Here's the corresponding code:

In [None]:
# adding a regex for stripping away punctuation
# we now add our own punctuation

reply = input()

beginning = random.choice(["You don't believe that I can",
                           "Do you want me to be able to"])
# keep space after you
reply = re.sub(r"(?i)^can you", r"", reply)
# also remove punctuation from end
# but replace it by space now
reply = re.sub(r"([\.\?!]+)?$", r" ", reply)

# replace first person pronouns by second person;
# since we add a @ in front, they won't be rewritten later on
reply = re.sub(r" I ", r" @@@you ", reply)
reply = re.sub(r" me ", r" @@@you ", reply)
reply = re.sub(r" my ", r" @@@your ", reply)
reply = re.sub(r" mine ", r" @@@yours ", reply)

# replace second person pronouns by first person
reply = re.sub(r" you ", r" me ", reply)
reply = re.sub(r" your ", r" my ", reply)
reply = re.sub(r" yours ", r" mine ", reply)

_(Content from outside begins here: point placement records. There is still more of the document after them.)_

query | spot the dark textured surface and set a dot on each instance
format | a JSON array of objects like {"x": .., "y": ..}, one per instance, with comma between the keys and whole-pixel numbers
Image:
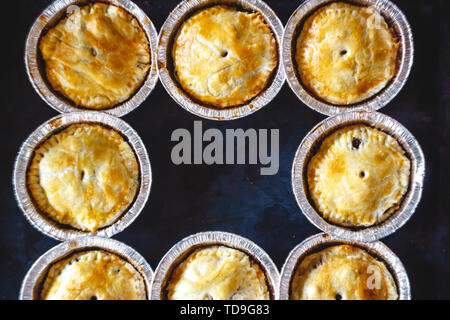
[{"x": 189, "y": 199}]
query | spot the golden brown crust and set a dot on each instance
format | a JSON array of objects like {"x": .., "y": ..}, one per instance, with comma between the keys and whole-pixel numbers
[
  {"x": 85, "y": 176},
  {"x": 97, "y": 57},
  {"x": 342, "y": 272},
  {"x": 93, "y": 275},
  {"x": 224, "y": 57},
  {"x": 218, "y": 273},
  {"x": 358, "y": 177},
  {"x": 346, "y": 53}
]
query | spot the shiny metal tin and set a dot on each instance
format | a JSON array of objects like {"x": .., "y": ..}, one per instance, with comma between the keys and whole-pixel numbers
[
  {"x": 32, "y": 282},
  {"x": 322, "y": 240},
  {"x": 182, "y": 249},
  {"x": 395, "y": 19},
  {"x": 51, "y": 228},
  {"x": 168, "y": 31},
  {"x": 34, "y": 67},
  {"x": 383, "y": 123}
]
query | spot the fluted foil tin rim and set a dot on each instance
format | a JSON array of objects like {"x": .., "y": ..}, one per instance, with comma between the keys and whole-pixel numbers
[
  {"x": 33, "y": 279},
  {"x": 410, "y": 200},
  {"x": 377, "y": 248},
  {"x": 34, "y": 68},
  {"x": 395, "y": 17},
  {"x": 204, "y": 239},
  {"x": 45, "y": 224},
  {"x": 169, "y": 29}
]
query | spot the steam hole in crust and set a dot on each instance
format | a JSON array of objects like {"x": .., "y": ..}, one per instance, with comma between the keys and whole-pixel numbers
[{"x": 356, "y": 143}]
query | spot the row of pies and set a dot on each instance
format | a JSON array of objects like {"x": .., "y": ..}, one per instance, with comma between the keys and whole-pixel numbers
[
  {"x": 86, "y": 176},
  {"x": 223, "y": 56},
  {"x": 220, "y": 272}
]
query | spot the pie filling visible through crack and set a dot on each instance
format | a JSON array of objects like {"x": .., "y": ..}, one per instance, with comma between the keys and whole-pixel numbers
[
  {"x": 358, "y": 177},
  {"x": 224, "y": 57},
  {"x": 97, "y": 57},
  {"x": 85, "y": 176},
  {"x": 93, "y": 275},
  {"x": 218, "y": 273},
  {"x": 342, "y": 272},
  {"x": 345, "y": 53}
]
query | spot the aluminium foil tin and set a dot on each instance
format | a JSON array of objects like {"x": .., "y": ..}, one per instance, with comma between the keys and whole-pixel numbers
[
  {"x": 168, "y": 31},
  {"x": 33, "y": 280},
  {"x": 385, "y": 124},
  {"x": 46, "y": 225},
  {"x": 322, "y": 240},
  {"x": 35, "y": 67},
  {"x": 185, "y": 247},
  {"x": 395, "y": 19}
]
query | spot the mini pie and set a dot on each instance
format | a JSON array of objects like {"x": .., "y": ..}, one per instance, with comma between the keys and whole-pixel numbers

# delete all instances of @@@
reply = re.sub(r"@@@", r"", reply)

# delete initial space
reply = re.sub(r"^ ", r"", reply)
# replace final space by ?
reply = re.sub(r" $", r"?", reply)

print(beginning, reply)

Pretty convoluted, but that is what a lot of work with regular expressions is like.
You have to think about a way to set up an elaborate system of pattern matching rules that step by step converts the input into the output you want.
This isn't particularly elegant, but in a system that doesn't even understand what a pronoun is, that's the only way to do it.

**Exercise.**
Our pronoun substitution system works fairly well, but you might have noticed that we do not cover cases where the user entered *Me* or *My* instead of *me* and *my*.
Similarly, we always replace *you* by *me*, although it might sometimes be a subject and thus need to be replaced by *I*.
A general solution is difficult, but at the very least we want to account for the most common cases:

- *you are* should be *I am*, and the other way round
- *you're* should be *I'm*, and the other way round
- *you* should be replaced by *I* before *may*, *must*, *have*, *need*, *should*, *feel*, and *think*.

Adapt the code below so that it handles those additional cases.

In [None]:
# adding a regex for stripping away punctuation
# we now add our own punctuation

reply = input()

beginning = random.choice(["You don't believe that I can",
                           "Do you want me to be able to"])
# keep space after you
reply = re.sub(r"(?i)^can you", r"", reply)
# also remove punctuation from end
# but replace it by space now
reply = re.sub(r"([\.\?!]+)?$", r" ", reply)

# replace first person pronouns by second person;
# since we add a @ in front, they won't be rewritten later on
reply = re.sub(r" I ", r" @@@you ", reply)
reply = re.sub(r" me ", r" @@@you ", reply)
reply = re.sub(r" my ", r" @@@your ", reply)
reply = re.sub(r" mine ", r" @@@yours ", reply)

# replace second person pronouns by first person
reply = re.sub(r" you ", r" me ", reply)
reply = re.sub(r" your ", r" my ", reply)
reply = re.sub(r" yours ", r" mine ", reply)

# delete all instances of @@@
reply = re.sub(r"@@@", r"", reply)

# delete initial space
reply = re.sub(r"^ ", r"", reply)
# replace final space by ?
reply = re.sub(r" $", r"?", reply)

print(beginning, reply)

Well, we covered quite a lot of ground in this unit.
We still don't know everything there is to know about regular expressions, but we have the basics under our belts now.
The next unit will teach you one more important technique, and after that we will slowly grow our collection of regular expression tricks throughout the semester.
It might all still feel pretty awkward to you, but you'll be a *regex wizard* in no time.